Department of DentistryΒιβλιοθήκη Οδοντιατρικής
Ελένη Βασταρδή, Επίκουρη Καθηγήτρια, Τμήμα Οδοντιατρικής, Σχολή Επιστημών Υγείας, ΕΚΠΑ
Κωνσταντίνος Βουγάς, Ερευνητής Β’ Ιδρύματος Ιατροβιολογικών Ερευνών, Ακαδημία Αθηνών
Ευθυμία Κιτράκη, Καθηγήτρια, Τμήμα Οδοντιατρικής, Σχολή Επιστημών Υγείας, ΕΚΠΑ
Αντωνία Βλάχου, Ειδική Λειτουργική Επιστήμονας Α’ Ιδρύματος Ιατροβιολογικών Ερευνών, Ακαδημία Αθηνών
Αθανάσιος Αρμακόλας, Αναπληρωτής Καθηγητής, Τμήμα Ιατρικής, Σχολή Επιστημών Υγείας, ΕΚΠΑ
Αντώνης Σταματάκης, Αναπληρωτής Καθηγητής, Τμήμα Νοσηλευτικής, Σχολή Επιστημών Υγείας, ΕΚΠΑ
Χρίστος Ραχιώτης, Αναπληρωτής Καθηγητής, Τμήμα Οδοντιατρικής, Σχολή Επιστημών Υγείας, ΕΚΠΑ
Μεταβολές των ποιοτικών και βιοχημικών χαρακτηριστικών του σάλιου σε συσχέτιση με τη μεταβολική ρύθμιση σε παιδιά και εφήβους με διαβήτη τύπου 1
Salivary alterations in relation to metabolic control in children and adolescents with type 1 diabetes
This thesis focuses on the salivary characteristics of children and adolescents with type 1 diabetes in relation to the level of glycemic control, with the aim to investigate their oral health status and at a further level of analysis, explore the salivary proteome of this study group.

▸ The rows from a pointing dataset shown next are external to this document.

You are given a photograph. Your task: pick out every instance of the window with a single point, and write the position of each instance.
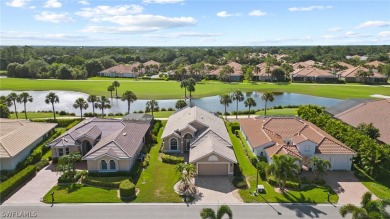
(103, 165)
(112, 165)
(60, 152)
(173, 144)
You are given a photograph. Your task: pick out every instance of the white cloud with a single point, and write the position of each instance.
(373, 24)
(17, 3)
(162, 1)
(52, 17)
(310, 8)
(83, 2)
(52, 4)
(257, 13)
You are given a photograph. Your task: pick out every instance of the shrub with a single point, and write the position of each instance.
(166, 158)
(126, 189)
(10, 185)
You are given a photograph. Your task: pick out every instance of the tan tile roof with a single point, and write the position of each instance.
(16, 135)
(376, 112)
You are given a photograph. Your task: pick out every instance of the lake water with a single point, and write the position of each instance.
(211, 103)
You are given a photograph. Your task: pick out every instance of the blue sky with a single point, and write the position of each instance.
(194, 23)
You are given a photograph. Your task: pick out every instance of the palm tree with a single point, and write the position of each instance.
(111, 88)
(208, 213)
(116, 84)
(225, 100)
(283, 167)
(52, 98)
(24, 98)
(267, 96)
(130, 97)
(238, 96)
(369, 208)
(81, 104)
(92, 99)
(152, 105)
(103, 103)
(249, 103)
(14, 98)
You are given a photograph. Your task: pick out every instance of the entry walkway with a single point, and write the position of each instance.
(35, 189)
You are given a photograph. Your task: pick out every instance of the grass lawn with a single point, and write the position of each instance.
(317, 194)
(171, 89)
(157, 181)
(82, 194)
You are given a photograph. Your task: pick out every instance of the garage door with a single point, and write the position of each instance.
(213, 169)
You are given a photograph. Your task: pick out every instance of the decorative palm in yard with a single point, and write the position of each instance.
(24, 98)
(370, 209)
(130, 97)
(52, 98)
(208, 213)
(81, 104)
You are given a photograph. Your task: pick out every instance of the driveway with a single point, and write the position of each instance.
(35, 189)
(216, 190)
(347, 186)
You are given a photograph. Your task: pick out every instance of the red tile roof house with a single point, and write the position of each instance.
(292, 136)
(349, 75)
(313, 74)
(108, 145)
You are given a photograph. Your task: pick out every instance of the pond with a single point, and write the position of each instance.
(211, 103)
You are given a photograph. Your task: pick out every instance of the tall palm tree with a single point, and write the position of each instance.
(369, 208)
(130, 97)
(116, 84)
(225, 100)
(267, 96)
(103, 103)
(92, 99)
(284, 167)
(52, 98)
(14, 98)
(238, 96)
(111, 88)
(81, 104)
(249, 103)
(152, 105)
(208, 213)
(24, 98)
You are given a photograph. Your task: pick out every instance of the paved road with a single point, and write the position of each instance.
(169, 211)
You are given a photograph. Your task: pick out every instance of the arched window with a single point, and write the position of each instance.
(112, 165)
(103, 165)
(173, 144)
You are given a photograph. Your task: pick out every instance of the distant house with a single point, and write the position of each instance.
(204, 136)
(292, 136)
(375, 112)
(108, 145)
(313, 74)
(18, 138)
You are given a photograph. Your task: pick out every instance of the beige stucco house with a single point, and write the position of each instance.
(203, 135)
(108, 145)
(18, 138)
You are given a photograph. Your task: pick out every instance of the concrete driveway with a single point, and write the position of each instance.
(347, 186)
(216, 190)
(35, 189)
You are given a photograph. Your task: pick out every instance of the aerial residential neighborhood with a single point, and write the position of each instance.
(194, 109)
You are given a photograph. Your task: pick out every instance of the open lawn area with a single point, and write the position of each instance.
(146, 89)
(310, 194)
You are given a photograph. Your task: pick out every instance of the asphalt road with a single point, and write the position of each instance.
(166, 211)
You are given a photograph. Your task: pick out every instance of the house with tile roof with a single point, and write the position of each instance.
(292, 136)
(204, 136)
(18, 138)
(108, 145)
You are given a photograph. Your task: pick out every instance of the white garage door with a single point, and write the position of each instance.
(213, 169)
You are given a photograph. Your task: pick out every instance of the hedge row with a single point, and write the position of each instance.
(166, 158)
(10, 185)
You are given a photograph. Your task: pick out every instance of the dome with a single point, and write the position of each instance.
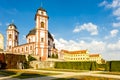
(33, 32)
(12, 26)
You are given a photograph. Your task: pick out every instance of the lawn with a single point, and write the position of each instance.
(64, 70)
(112, 73)
(85, 78)
(21, 74)
(7, 73)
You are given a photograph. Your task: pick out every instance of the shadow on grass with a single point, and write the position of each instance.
(85, 78)
(7, 73)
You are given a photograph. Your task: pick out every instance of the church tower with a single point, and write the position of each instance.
(41, 45)
(1, 42)
(12, 37)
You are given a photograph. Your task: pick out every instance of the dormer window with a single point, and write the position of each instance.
(42, 24)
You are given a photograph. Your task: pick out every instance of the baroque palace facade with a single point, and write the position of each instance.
(81, 55)
(40, 43)
(39, 40)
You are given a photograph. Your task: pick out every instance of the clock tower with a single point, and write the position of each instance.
(41, 45)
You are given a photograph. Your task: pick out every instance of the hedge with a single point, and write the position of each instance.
(113, 66)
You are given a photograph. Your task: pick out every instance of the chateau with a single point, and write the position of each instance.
(40, 43)
(81, 55)
(39, 40)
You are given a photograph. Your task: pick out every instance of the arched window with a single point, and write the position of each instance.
(42, 24)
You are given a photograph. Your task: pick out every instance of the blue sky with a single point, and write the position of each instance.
(75, 24)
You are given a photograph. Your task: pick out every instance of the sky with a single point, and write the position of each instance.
(75, 24)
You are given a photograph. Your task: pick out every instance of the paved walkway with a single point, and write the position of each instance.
(63, 75)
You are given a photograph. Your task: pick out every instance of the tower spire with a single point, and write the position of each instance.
(12, 21)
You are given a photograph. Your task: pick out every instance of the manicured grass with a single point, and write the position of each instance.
(85, 78)
(22, 74)
(28, 75)
(7, 73)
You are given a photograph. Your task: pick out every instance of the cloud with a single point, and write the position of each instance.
(12, 11)
(7, 23)
(113, 4)
(114, 46)
(116, 12)
(114, 32)
(116, 24)
(103, 3)
(90, 27)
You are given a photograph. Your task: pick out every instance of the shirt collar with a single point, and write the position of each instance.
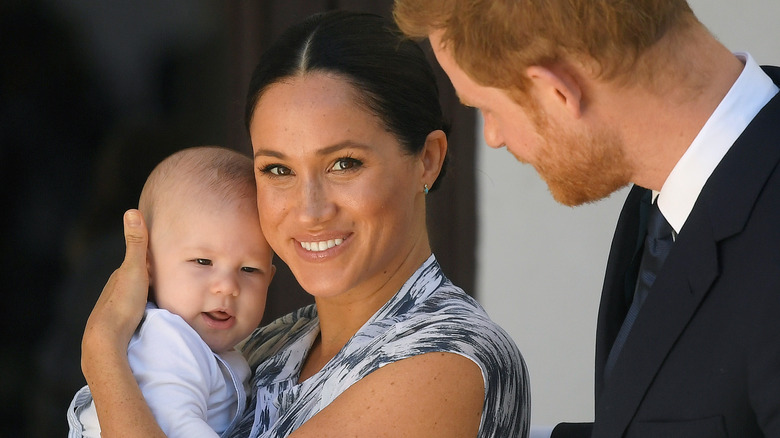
(751, 91)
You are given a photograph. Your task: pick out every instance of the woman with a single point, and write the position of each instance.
(347, 136)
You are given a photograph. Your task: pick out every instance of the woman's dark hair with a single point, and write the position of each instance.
(391, 72)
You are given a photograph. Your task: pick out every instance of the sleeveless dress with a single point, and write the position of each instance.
(429, 314)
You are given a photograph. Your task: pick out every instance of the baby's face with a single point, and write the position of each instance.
(211, 265)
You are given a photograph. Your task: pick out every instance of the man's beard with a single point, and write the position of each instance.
(580, 168)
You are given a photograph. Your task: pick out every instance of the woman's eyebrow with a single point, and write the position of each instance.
(348, 144)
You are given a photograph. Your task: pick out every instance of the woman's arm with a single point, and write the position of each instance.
(121, 408)
(430, 395)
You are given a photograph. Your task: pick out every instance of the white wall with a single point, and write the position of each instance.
(541, 265)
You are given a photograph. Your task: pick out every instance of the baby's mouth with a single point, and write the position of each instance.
(218, 315)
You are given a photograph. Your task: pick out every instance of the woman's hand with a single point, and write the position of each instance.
(121, 408)
(120, 307)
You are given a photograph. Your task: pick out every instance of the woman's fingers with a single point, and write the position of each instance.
(120, 307)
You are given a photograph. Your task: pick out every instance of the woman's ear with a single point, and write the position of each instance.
(556, 89)
(432, 156)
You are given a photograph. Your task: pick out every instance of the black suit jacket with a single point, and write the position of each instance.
(703, 358)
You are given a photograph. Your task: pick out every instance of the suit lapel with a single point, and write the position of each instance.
(721, 211)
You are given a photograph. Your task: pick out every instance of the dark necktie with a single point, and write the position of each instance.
(658, 242)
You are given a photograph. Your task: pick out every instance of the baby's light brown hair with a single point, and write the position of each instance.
(198, 173)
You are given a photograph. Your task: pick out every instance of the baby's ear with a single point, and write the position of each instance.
(150, 296)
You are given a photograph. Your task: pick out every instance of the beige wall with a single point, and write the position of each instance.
(541, 264)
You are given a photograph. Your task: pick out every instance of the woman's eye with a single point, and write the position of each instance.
(346, 164)
(276, 170)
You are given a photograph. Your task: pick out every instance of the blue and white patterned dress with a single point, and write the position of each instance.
(429, 314)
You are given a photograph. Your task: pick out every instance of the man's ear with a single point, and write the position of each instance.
(556, 86)
(432, 156)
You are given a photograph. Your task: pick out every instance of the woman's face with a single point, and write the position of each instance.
(339, 200)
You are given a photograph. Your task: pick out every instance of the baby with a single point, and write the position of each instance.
(209, 271)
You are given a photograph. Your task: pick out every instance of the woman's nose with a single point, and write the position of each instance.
(315, 205)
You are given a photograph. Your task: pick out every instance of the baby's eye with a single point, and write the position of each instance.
(346, 163)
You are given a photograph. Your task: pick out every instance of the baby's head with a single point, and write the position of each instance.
(208, 259)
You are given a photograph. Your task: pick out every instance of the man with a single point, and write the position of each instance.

The thesis consists of two separate parts
Part I: The aim of this cross-sectional study was to investigate the possible association between salivary dysfunction, xerostomia prevalence and incidence of caries, in relation to the level of metabolic control, in children and adolescents with type 1 diabetes. For the purpose of this study, a total of 150 children and adolescents (10-18 years old) were examined and allocated among 3 groups: 50 patients poorly-controlled (HbA1c≥7.5%), 50 well-controlled (HbA1c<7.5%) and 50 age- and sex-matched healthy controls. The study was approved by the Research Ethics Committee of the National and Kapodistrian University of Athens and the parents signed written informed consent. All subjects were examined for dental caries, oral hygiene and salivary factors. Assessments of salivary characteristics included self-reported xerostomia, quantification of resting and stimulated whole saliva flow rates, pH values, buffering capacity and saliva’s viscosity. A questionnaire and a chair-side saliva testing kit were used for the evaluation of salivary function. Caries incidence was recorded using DMFT index. Plaque index and gingival index were additionally evaluated. Data were analysed by Chi-square and Kruskal-Wallis tests. Higher caries levels, higher prevalence of xerostomia and a decreased unstimulated salivary flow rate were recorded in poorly-controlled diabetics. The average caries indexes were DMFT(poor c) 3.6, DMFT(well c)1.2, DMFT(healthy) 1.5, p < 0.05). Salivary status and caries index were not found to be significantly different between well-controlled patients and healthy controls. The results of this study indicated that chair-side salivary tests provide the practitioners with an easy-to use and quick method for the evaluation of salivary function and caries risk assessment in young patients with diabetes.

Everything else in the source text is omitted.